Once Upon a Wardrobe(49)



Tollers and Dyson looked at each other with a knowing smile, for they admired their friend’s eccentricities. Tollers’s voice rose above the branches as he continued the conversation with Jack. “You, my friend, believe in the importance of myth, as do Hugo and I.”

Jack tapped his walking stick on the soft earth as a young couple floated by on an evening punt ride. “Believing in its importance and believing its facts are not the same. Myth conveys power. Myth gives import to the story. Myth guides us. Myths strike and strike deep. Myths have deep power over our human psyche. But that is not the same as being factually true. We all know that. We’ve all studied the Norse myths and the Celts and the Bible.”

This particular discussion among these gentlemen had been going on for quite some time. The men were debating the truth of Christ’s story, the actual story of Christianity. Jack was an atheist, as his teacher Mr. Kirkpatrick had been, and he argued with his two dear friends. Jack knew of their solid Catholic beliefs, but their friendship did not require his agreement with them.

When he first met Tollers, Jack was already immersed in the myths. Tollers had invited Jack to join the Coalbiters club, a private club that read Nordic texts in the original Old Icelandic language. Jack learned the Norse language just to join the group. Hugo was also a member of the Coalbiters. They, all three, were also part of the Inklings. So this discussion alongside the river, although started only an hour before, had been going on in different forms for years.

Tollers stopped short. “Jack, a myth can be true on more than one level.”

“Yes,” Jack said. “A myth tells a truth without the facts. You do not have to believe it is true to see the truth. In this, we agree, but myth is still myth. It is not something to believe in!”

They continued their walk as the trees turned blue in the shade of day’s end, and the birdsong quieted and the creaking sounds of night began: branches rubbing in the wind, wings flapping the air. Jack sensed a deep longing, a personal echo he’d heard all his life that told him truth waited somewhere near. He lifted higher the collar of his coat to guard from the wind.

“Myths show us the way the world should be, or could be, instead of how it is,” Tollers said, stopping to watch a squirrel scamper up the tree and disappear in the higher branches. “That is why we want more and more of them.”

Jack already knew this. “Yes,” he said, “that is their power.”

“Think of all the myths and origin stories,” said Hugo with his jowly smile, his rumpled tie loose. “Of all the gods who sacrifice their lives to save others.” He stopped and straightened his hat, eyeing Jack with a look both casual and intense.

Jack stopped. “In almost every tradition there is the dying god who rises again,” he said, turning to his friends.
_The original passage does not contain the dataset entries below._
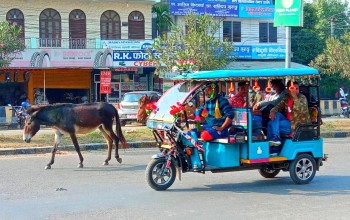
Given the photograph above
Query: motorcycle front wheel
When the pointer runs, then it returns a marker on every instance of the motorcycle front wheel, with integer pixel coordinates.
(158, 176)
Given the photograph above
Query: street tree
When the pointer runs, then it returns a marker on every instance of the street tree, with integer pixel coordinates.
(196, 39)
(306, 41)
(10, 44)
(335, 58)
(163, 18)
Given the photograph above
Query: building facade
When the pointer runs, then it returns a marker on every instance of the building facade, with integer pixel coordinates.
(68, 42)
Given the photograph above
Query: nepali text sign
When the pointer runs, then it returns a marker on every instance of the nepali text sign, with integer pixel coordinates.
(256, 11)
(259, 52)
(289, 13)
(225, 8)
(105, 82)
(132, 59)
(127, 44)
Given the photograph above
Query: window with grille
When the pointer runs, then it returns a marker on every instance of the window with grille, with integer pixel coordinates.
(50, 28)
(77, 29)
(232, 31)
(110, 25)
(267, 33)
(136, 25)
(16, 17)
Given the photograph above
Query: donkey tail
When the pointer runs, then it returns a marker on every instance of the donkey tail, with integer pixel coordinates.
(118, 129)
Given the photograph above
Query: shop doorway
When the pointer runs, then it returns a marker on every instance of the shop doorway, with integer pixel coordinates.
(75, 96)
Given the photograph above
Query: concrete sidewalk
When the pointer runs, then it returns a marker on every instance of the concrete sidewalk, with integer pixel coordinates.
(103, 146)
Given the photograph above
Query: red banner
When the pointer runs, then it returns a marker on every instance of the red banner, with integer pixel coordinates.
(105, 82)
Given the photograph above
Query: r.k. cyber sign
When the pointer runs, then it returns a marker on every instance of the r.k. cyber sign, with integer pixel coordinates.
(288, 13)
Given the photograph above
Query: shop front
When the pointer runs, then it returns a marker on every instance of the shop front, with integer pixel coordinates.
(124, 79)
(13, 86)
(65, 85)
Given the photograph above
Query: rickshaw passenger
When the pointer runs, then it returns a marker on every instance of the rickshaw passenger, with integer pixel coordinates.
(239, 100)
(217, 113)
(262, 109)
(295, 112)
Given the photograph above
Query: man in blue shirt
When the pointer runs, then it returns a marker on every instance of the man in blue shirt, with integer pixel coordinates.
(218, 114)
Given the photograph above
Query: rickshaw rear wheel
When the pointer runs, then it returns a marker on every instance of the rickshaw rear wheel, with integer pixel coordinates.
(302, 169)
(269, 173)
(158, 176)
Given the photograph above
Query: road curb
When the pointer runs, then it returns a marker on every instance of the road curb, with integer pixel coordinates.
(103, 146)
(83, 147)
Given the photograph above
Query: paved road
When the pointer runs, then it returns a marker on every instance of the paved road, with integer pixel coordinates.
(119, 191)
(45, 130)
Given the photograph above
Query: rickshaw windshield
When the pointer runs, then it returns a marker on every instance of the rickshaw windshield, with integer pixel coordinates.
(177, 93)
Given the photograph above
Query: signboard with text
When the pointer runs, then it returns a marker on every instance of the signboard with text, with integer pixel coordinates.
(224, 8)
(289, 13)
(132, 59)
(105, 82)
(260, 52)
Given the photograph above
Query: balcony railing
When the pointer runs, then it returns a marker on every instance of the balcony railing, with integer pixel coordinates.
(66, 43)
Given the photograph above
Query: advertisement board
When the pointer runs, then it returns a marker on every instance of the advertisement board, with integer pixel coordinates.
(289, 13)
(105, 82)
(132, 59)
(260, 52)
(224, 8)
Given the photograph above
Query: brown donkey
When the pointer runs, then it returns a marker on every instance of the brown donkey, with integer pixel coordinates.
(75, 119)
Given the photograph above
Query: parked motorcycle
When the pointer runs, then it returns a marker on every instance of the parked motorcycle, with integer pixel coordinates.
(20, 114)
(344, 107)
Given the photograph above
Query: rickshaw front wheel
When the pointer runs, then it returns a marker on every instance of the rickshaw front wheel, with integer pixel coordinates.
(158, 176)
(302, 169)
(269, 173)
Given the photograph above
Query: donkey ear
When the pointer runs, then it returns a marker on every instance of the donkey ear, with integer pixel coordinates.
(33, 115)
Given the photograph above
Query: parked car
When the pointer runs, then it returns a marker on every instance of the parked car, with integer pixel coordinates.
(128, 107)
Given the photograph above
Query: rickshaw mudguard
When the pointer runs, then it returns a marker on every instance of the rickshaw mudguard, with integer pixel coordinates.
(291, 149)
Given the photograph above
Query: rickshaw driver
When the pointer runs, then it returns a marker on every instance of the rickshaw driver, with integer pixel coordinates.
(217, 113)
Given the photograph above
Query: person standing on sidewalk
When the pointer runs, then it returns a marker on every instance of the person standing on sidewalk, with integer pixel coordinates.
(295, 111)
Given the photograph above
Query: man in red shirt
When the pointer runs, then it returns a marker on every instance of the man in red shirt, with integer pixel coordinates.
(239, 100)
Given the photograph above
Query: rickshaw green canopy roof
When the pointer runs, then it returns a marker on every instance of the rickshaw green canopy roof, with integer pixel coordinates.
(239, 74)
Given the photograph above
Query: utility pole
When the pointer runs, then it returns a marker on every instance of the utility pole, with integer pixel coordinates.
(332, 26)
(288, 46)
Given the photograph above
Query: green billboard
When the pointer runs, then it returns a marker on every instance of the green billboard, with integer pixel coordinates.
(288, 13)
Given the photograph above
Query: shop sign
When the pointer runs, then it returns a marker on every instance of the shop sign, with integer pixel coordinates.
(124, 69)
(260, 52)
(13, 77)
(218, 9)
(256, 11)
(127, 44)
(289, 13)
(133, 59)
(105, 82)
(133, 86)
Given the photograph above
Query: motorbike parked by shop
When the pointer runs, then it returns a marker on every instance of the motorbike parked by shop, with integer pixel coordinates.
(245, 148)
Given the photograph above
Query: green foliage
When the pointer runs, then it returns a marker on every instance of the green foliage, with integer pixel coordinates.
(197, 40)
(9, 43)
(335, 58)
(163, 20)
(306, 42)
(327, 10)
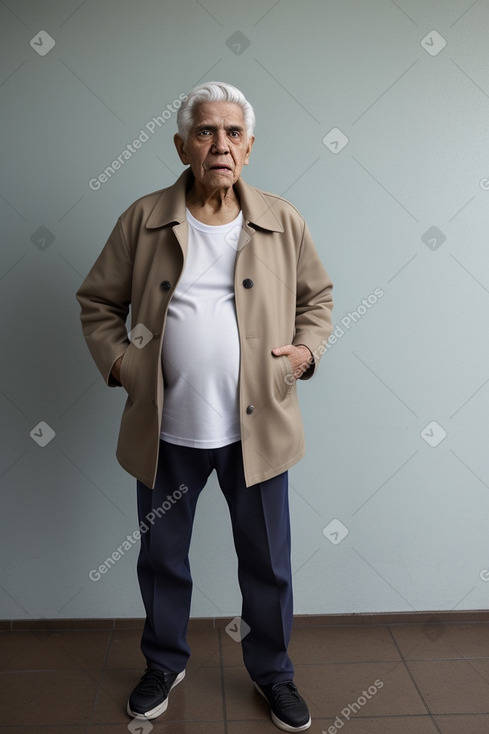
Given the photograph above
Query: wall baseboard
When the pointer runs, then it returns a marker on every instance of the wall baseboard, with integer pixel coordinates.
(300, 620)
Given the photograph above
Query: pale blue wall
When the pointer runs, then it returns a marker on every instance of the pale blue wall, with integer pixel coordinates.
(416, 116)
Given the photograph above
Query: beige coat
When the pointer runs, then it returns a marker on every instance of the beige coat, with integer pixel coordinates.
(282, 296)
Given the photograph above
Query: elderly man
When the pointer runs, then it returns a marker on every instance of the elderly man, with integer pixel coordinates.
(230, 305)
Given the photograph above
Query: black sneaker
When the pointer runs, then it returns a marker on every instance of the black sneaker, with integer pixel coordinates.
(150, 697)
(288, 708)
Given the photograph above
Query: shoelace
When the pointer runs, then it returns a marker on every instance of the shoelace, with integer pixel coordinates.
(151, 680)
(285, 694)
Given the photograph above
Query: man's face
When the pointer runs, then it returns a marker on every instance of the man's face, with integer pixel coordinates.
(217, 146)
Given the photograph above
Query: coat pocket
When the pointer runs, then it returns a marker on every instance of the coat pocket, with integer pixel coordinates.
(284, 379)
(126, 371)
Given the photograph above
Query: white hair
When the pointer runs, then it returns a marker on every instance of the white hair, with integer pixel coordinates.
(213, 92)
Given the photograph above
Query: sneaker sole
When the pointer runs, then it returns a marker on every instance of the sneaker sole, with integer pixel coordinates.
(278, 722)
(161, 708)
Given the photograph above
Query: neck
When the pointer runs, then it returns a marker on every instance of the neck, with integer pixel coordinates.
(218, 206)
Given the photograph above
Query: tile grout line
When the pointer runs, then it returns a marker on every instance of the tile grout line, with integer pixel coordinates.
(223, 685)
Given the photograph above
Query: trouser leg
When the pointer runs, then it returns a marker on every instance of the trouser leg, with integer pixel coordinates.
(261, 530)
(163, 566)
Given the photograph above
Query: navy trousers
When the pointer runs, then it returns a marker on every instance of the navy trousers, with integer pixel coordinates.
(261, 532)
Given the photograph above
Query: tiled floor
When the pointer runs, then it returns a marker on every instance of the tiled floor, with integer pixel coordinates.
(375, 679)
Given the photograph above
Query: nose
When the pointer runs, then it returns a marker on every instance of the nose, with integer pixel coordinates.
(220, 143)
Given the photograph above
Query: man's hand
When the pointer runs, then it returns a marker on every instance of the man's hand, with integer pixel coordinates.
(300, 357)
(116, 369)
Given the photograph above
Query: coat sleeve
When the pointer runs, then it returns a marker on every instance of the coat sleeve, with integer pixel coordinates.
(104, 298)
(314, 302)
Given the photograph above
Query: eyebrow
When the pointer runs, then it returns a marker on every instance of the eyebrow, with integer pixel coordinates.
(228, 128)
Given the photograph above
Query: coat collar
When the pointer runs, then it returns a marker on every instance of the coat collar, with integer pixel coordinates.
(170, 206)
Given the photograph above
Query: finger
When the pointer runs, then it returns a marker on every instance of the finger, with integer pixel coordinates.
(280, 351)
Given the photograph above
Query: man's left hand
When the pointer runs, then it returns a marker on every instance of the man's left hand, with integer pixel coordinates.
(300, 357)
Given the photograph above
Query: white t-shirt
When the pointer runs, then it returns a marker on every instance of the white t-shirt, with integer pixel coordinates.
(200, 354)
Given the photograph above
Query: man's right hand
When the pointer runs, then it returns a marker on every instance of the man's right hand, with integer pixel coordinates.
(116, 369)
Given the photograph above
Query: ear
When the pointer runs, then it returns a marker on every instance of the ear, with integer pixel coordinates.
(248, 150)
(180, 146)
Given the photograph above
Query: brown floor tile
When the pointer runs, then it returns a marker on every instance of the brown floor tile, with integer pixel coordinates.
(329, 689)
(197, 697)
(160, 726)
(318, 645)
(263, 726)
(453, 686)
(31, 699)
(378, 725)
(342, 644)
(85, 649)
(442, 642)
(475, 724)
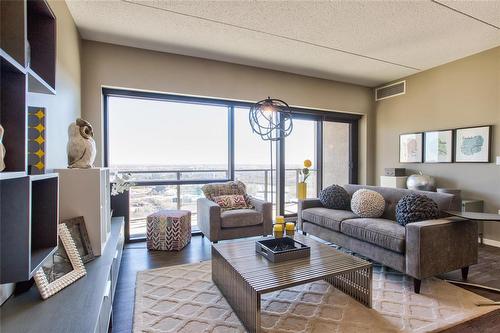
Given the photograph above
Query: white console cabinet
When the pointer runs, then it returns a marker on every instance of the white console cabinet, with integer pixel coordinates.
(86, 192)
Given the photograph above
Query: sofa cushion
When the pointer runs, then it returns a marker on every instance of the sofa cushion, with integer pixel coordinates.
(240, 218)
(328, 218)
(384, 233)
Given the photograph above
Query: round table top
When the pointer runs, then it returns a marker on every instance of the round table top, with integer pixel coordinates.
(475, 216)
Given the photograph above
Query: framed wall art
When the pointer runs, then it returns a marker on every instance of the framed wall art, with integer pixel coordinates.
(410, 148)
(438, 147)
(473, 144)
(50, 282)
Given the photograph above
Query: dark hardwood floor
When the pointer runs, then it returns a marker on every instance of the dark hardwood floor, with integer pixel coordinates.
(137, 258)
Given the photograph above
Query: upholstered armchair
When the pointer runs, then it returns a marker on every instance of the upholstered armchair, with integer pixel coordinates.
(218, 224)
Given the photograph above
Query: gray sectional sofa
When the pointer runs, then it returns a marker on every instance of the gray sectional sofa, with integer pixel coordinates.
(420, 249)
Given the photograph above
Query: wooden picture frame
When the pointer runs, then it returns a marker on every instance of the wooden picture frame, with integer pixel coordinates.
(439, 146)
(473, 144)
(78, 231)
(411, 147)
(46, 288)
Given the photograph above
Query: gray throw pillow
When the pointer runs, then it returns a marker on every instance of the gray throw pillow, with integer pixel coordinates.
(367, 203)
(335, 197)
(415, 207)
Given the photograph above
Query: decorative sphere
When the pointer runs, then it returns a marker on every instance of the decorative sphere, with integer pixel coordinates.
(421, 182)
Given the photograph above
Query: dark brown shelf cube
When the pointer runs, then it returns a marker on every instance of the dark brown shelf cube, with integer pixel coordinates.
(28, 224)
(15, 229)
(41, 27)
(13, 29)
(13, 116)
(44, 218)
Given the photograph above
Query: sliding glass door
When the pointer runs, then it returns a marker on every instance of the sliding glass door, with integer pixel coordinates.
(300, 145)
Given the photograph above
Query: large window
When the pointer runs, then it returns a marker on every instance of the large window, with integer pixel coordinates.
(171, 146)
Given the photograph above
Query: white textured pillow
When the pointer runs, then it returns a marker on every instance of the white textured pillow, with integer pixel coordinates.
(367, 203)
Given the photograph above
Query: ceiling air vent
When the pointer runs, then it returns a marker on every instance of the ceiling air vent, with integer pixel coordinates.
(391, 90)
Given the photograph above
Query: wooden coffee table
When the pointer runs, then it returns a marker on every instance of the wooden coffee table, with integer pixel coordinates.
(243, 276)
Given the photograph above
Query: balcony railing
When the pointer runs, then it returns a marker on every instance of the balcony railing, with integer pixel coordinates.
(179, 189)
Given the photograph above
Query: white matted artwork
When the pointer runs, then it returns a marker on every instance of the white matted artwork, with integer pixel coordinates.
(438, 147)
(45, 281)
(473, 144)
(410, 148)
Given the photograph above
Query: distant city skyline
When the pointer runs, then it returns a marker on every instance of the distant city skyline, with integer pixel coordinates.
(162, 134)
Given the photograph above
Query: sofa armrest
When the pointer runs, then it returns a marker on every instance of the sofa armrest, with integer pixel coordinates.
(438, 246)
(266, 208)
(209, 219)
(305, 204)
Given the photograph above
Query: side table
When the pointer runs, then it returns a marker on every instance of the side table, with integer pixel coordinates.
(478, 217)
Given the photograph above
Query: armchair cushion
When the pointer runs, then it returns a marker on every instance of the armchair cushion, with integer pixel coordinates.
(240, 218)
(232, 201)
(228, 188)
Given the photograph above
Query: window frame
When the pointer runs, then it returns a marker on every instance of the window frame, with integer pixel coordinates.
(319, 116)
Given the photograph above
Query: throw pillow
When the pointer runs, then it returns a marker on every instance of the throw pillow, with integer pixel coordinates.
(416, 207)
(228, 188)
(367, 203)
(233, 201)
(335, 197)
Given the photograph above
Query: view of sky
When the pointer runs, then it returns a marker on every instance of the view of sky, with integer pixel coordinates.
(161, 133)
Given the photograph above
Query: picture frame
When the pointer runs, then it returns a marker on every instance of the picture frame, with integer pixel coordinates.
(473, 144)
(78, 231)
(46, 286)
(411, 147)
(438, 146)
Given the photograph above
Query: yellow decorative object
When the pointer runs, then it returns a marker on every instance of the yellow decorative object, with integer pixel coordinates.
(301, 190)
(290, 229)
(39, 140)
(278, 230)
(39, 114)
(39, 153)
(39, 165)
(39, 127)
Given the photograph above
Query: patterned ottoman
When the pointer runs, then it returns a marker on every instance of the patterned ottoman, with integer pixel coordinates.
(168, 230)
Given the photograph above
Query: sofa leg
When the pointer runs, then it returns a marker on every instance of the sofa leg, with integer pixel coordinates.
(416, 285)
(465, 272)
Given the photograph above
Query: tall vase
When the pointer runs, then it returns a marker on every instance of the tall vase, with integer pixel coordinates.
(301, 190)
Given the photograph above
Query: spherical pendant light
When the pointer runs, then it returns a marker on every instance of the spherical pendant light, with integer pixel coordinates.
(271, 119)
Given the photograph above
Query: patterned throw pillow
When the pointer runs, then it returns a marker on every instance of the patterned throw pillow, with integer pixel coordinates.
(367, 203)
(335, 197)
(211, 191)
(233, 201)
(416, 207)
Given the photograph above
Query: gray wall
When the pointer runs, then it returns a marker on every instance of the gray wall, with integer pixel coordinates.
(126, 67)
(459, 94)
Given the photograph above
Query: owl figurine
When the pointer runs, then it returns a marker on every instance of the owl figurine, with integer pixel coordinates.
(81, 145)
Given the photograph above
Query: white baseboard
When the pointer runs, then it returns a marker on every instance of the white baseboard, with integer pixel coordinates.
(491, 242)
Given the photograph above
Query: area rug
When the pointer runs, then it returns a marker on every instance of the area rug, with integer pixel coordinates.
(184, 299)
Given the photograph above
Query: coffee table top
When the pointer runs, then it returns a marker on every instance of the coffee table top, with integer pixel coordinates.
(265, 276)
(475, 216)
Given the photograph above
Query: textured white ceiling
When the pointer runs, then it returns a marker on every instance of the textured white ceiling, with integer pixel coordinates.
(362, 42)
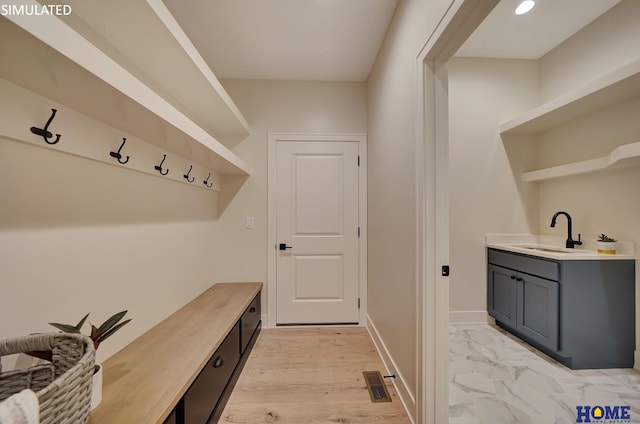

His eyes, always alert and warm, held their gaze. He was never tired of this conversation about myth and story, and yet this one seemed to be going in circles. “Yes. Balder. Adonis. Bacchus.” He named just a few gods from his favorite pagan myths. “And of course, Jesus Christ.”

“The difference,” said Tollers, “is that the story of Jesus Christ is true. It really happened. Christianity is not less than a myth, but more than one. The true one.”

“The only true myth,” added Hugo.

“The myth of the dying God . . . ,” Jack said, and the three friends continued their walk and talk.

Jack resisted.

He debated.

He listened.

They talked into the night, walking round about that river island until well into the early morning when Jack saw light—not of a rising sun, but of a spiritual conviction. He finally understood what his friends had wanted to show him, what he could see only in the middle of the night while the birch trees swayed in the wind alongside the river. All those years with the Knock, arguing logic, Jack had known that his intellect stood over his imagination, that the two hemispheres, as it were, of his mind were in sharp contrast. He realized that all he’d loved, he believed to be imaginary, and all he’d believed was real, he thought grim and meaningless.

Near dawn, Jack went home, and morning rose over the Kilns to see him a different man.

Something within him had shifted.

“Even if Christianity isn’t my favorite myth,” he told Warnie, “it’s the only one that is true.”

*

George sits quietly and stares at his sister, who is still gazing at the notebook. There’s more, but she’s stopped.

“What’s wrong?” he asks.

She looks to him with brimming tears. George hates when Megs cries because there is rarely anything he can do to fix it. “I don’t want this to end,” she says.

“I don’t either, but everything ends.”

“Honestly, George.” She shook her head and put down the notebook. “How do you know more than me when you are so much younger?”

“That’s silly. You can add numbers in your head. You can—”

“But in the things that matter, you know more.”

George thinks about this. Maybe it’s true he knows more than her about some things, but he doesn’t have the time to know about everything. He wants to know if it’s true that there’s something more when this something ends. Not whether there is a doorway in the back of his wardrobe; he knows that is just a way to tell a story about something more. But maybe in the back of his life there is a place he will go, a place they will all go.